AutumnRose wrote: I have a few people that I would consider friends that I have known for years, but we only talk on occasion and never spend time together. In all honesty, my only true friends that I do anything with are my husband, my kids or my inlaws. Strangely enough, I am content with this and it really doesn't bother me that I do not have a huge circle of friends to go out and do things with. Is this a common thing for those who are in their 40s or am I just becoming more anti-social as I get older?

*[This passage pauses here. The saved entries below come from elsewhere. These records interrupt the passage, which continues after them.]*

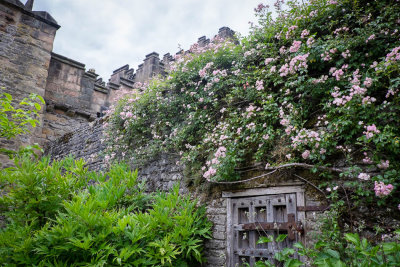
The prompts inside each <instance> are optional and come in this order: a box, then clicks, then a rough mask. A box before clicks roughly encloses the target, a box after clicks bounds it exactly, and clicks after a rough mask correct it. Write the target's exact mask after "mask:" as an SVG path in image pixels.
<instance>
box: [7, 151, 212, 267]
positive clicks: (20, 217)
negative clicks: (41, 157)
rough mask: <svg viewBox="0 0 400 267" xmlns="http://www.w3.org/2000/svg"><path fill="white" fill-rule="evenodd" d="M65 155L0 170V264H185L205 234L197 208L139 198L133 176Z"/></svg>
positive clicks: (169, 199)
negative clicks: (89, 166)
mask: <svg viewBox="0 0 400 267" xmlns="http://www.w3.org/2000/svg"><path fill="white" fill-rule="evenodd" d="M83 166H84V162H83V161H74V160H73V159H72V158H68V159H65V160H63V161H59V162H58V161H54V162H52V164H49V160H48V159H47V158H45V159H43V160H41V161H39V162H37V163H36V162H32V161H30V160H29V159H27V158H25V159H20V160H17V164H16V167H13V168H9V169H7V170H4V171H1V172H0V173H1V176H0V177H2V181H1V184H2V185H4V186H3V189H5V192H6V193H5V194H4V195H3V196H2V197H1V198H0V201H1V202H0V203H1V207H2V208H3V210H4V211H5V215H6V218H7V225H6V227H5V228H4V229H1V230H0V262H1V263H3V264H5V265H7V266H13V265H30V266H161V265H162V266H193V264H196V263H199V262H202V261H203V251H202V245H203V240H204V239H206V238H209V237H210V227H211V225H210V223H209V222H208V221H207V219H206V217H205V208H204V207H197V203H196V201H192V200H191V199H190V197H189V196H182V195H181V194H180V193H179V186H175V187H174V189H173V190H172V191H171V192H169V193H157V194H145V193H144V191H143V190H144V183H138V182H137V172H131V171H129V170H128V168H127V167H126V166H125V165H113V166H111V168H110V170H109V171H107V172H105V173H95V172H89V171H87V169H85V168H84V167H83Z"/></svg>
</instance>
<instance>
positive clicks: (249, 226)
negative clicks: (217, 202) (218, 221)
mask: <svg viewBox="0 0 400 267" xmlns="http://www.w3.org/2000/svg"><path fill="white" fill-rule="evenodd" d="M296 202H297V198H296V193H287V194H277V195H265V196H254V197H242V198H232V199H231V201H230V205H231V207H230V209H229V210H230V211H231V214H230V220H231V222H230V223H231V227H230V229H231V230H230V231H231V233H229V234H231V244H230V245H229V247H228V249H230V250H231V251H230V252H231V253H230V255H231V257H232V259H230V260H229V262H230V264H229V265H230V266H229V267H239V266H245V263H248V264H250V266H253V265H254V263H255V262H256V261H258V260H261V259H262V260H267V259H268V260H270V261H271V263H274V261H273V256H274V254H275V253H276V252H278V251H280V250H282V249H283V248H285V247H291V246H292V245H293V244H294V243H295V242H296V241H297V239H298V234H297V233H298V232H299V231H301V225H300V223H299V222H297V211H296V207H297V203H296ZM279 234H287V235H288V237H287V238H286V239H285V240H284V241H283V242H277V243H275V242H271V243H265V244H257V240H258V239H259V238H260V237H261V236H267V235H268V236H274V237H275V238H276V237H277V236H278V235H279Z"/></svg>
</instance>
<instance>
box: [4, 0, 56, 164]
mask: <svg viewBox="0 0 400 267" xmlns="http://www.w3.org/2000/svg"><path fill="white" fill-rule="evenodd" d="M59 27H60V26H58V25H57V22H56V21H55V20H54V19H53V18H52V17H51V16H50V15H49V14H48V13H46V12H35V11H31V10H29V8H26V7H25V6H24V5H22V4H21V3H20V2H19V1H16V0H1V1H0V86H1V87H4V88H5V92H8V93H10V94H11V95H12V96H13V98H14V100H15V102H19V101H20V100H22V99H23V98H24V97H27V96H28V95H29V94H30V93H36V94H38V95H40V96H42V97H44V96H45V85H46V80H47V75H48V71H47V70H48V68H49V64H50V57H51V55H50V53H51V51H52V49H53V41H54V38H55V35H56V31H57V29H58V28H59ZM43 112H44V110H43V109H42V111H41V113H40V117H39V120H40V121H41V122H43V119H44V114H43ZM33 143H39V144H42V143H43V138H42V127H40V126H39V127H36V128H35V129H33V131H32V134H29V135H24V136H20V137H18V138H16V139H13V140H0V146H1V147H5V148H7V149H17V148H19V147H20V146H21V145H29V144H33ZM0 161H1V162H6V161H7V160H6V158H5V157H4V156H1V155H0ZM5 165H6V166H7V164H5Z"/></svg>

By you writing this, AutumnRose, it does sound like this bothers you, it shouldn't. I've always been this way, and, I also use to question it before I found out, when I was fifty years old, that I'm introverted, and need a lot of "alone time" to "recharge my batteries", so to speak. You are quite normal and not anti-social. As a matter of fact, I think that people who need constant unending contact with others and party all the time have a multitude of "fair weathered acquaintances" and are of a weaker character. I know this sounds bitter, but this is payback for these fools always trying to prove that there's "something wrong with me". Relax and enjoy your independent nature.


Thank you, Perplexed! I had not thought of it that way. I definitely need time to recharge and I have not quite hit 50 yet. As a child there were lots of times I was content to just go along with my dogs and play without any other kids with me. I guess old habits die hard because I still have 4 little dogs and sometimes I just like to sit around and spend time with them.